In farming and agriculture in general, there are conditions that are beyond the control of the farmer or the producer. One of these conditions is weather.

It is not uncommon to encounter unpredictable weather such as the drought that the Midwest went through. Some years we are faced with an early frost. The soybeans, for example, don’t get the chance to be fully matured prior to the harvest. The soybeans are termed either immature, frost damaged or green.

The market value of such beans is very low and can translate into huge profit losses to the producers.

South Dakota State University swine scientists, Dr. Bob Thaler, has conducted studies in the early 1990’s demonstrating that you can recover the value of those beans via extruding and feeding them to swine thus eliminating huge profit losses by the producer.

Below is an article Dr. Robert Thaler published on September 19, 2001, dealing with this subject.

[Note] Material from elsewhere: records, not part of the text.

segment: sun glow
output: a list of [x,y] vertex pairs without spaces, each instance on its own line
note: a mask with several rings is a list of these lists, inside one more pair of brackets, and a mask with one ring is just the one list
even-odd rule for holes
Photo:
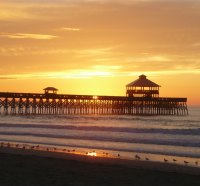
[[197,0],[1,0],[1,92],[124,96],[145,74],[160,96],[200,105],[199,9]]
[[98,96],[93,96],[93,99],[98,99]]

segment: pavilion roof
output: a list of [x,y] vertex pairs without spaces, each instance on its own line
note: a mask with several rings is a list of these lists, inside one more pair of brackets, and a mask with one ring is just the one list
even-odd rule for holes
[[160,85],[150,81],[145,75],[140,75],[139,79],[126,85],[127,87],[160,87]]
[[58,89],[55,87],[46,87],[43,90],[58,91]]

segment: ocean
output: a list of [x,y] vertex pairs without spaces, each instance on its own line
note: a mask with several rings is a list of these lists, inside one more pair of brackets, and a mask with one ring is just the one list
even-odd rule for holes
[[0,142],[198,166],[200,107],[188,109],[188,116],[1,115]]

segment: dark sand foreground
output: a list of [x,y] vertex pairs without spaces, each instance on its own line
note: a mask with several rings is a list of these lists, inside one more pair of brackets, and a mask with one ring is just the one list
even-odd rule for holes
[[0,152],[1,186],[200,185],[199,175],[148,170],[141,166],[114,165],[106,161],[39,157],[34,153],[31,155],[30,151],[17,153],[18,155],[6,151],[8,150],[1,149]]

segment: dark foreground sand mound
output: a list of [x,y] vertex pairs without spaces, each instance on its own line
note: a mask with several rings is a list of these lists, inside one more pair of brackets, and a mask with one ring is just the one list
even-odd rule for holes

He wrote, “Due to a wet spring, late plantings, and a cooler growing season, the recent frost in the northern half of the region has resulted in some frost-damaged or green soybeans. Green beans are often severely docked at the elevator because the higher levels of chlorophyll in the bean will also end up in the soybean oil and soybean meal after they are processed, which will then be discounted in the market.”

“However, research at SDSU has shown that the swine industry is an excellent market for green, immature soybeans. Finishing pigs fed extruded green soybeans grew at the same rate; but were more efficient than the pigs fed mature extruded soybeans. Also, there were no differences in carcass characteristics. Raw soybeans must be heat-treated to inactivate the anti-nutritional factors in soybeans before they can be fed to pigs. And if the soybean is fully developed but just green, it has the same feeding value as mature/yellow soybeans after they are extruded. Depending on the cost of the bean at the elevator and cost of extrusion, there can be significant feed cost savings by using frost-damaged soybeans as a protein source in pig diets. One of the benefits of feeding extruded or “full-fat” soybeans is that it’s a very easy way to add fat to a diet.”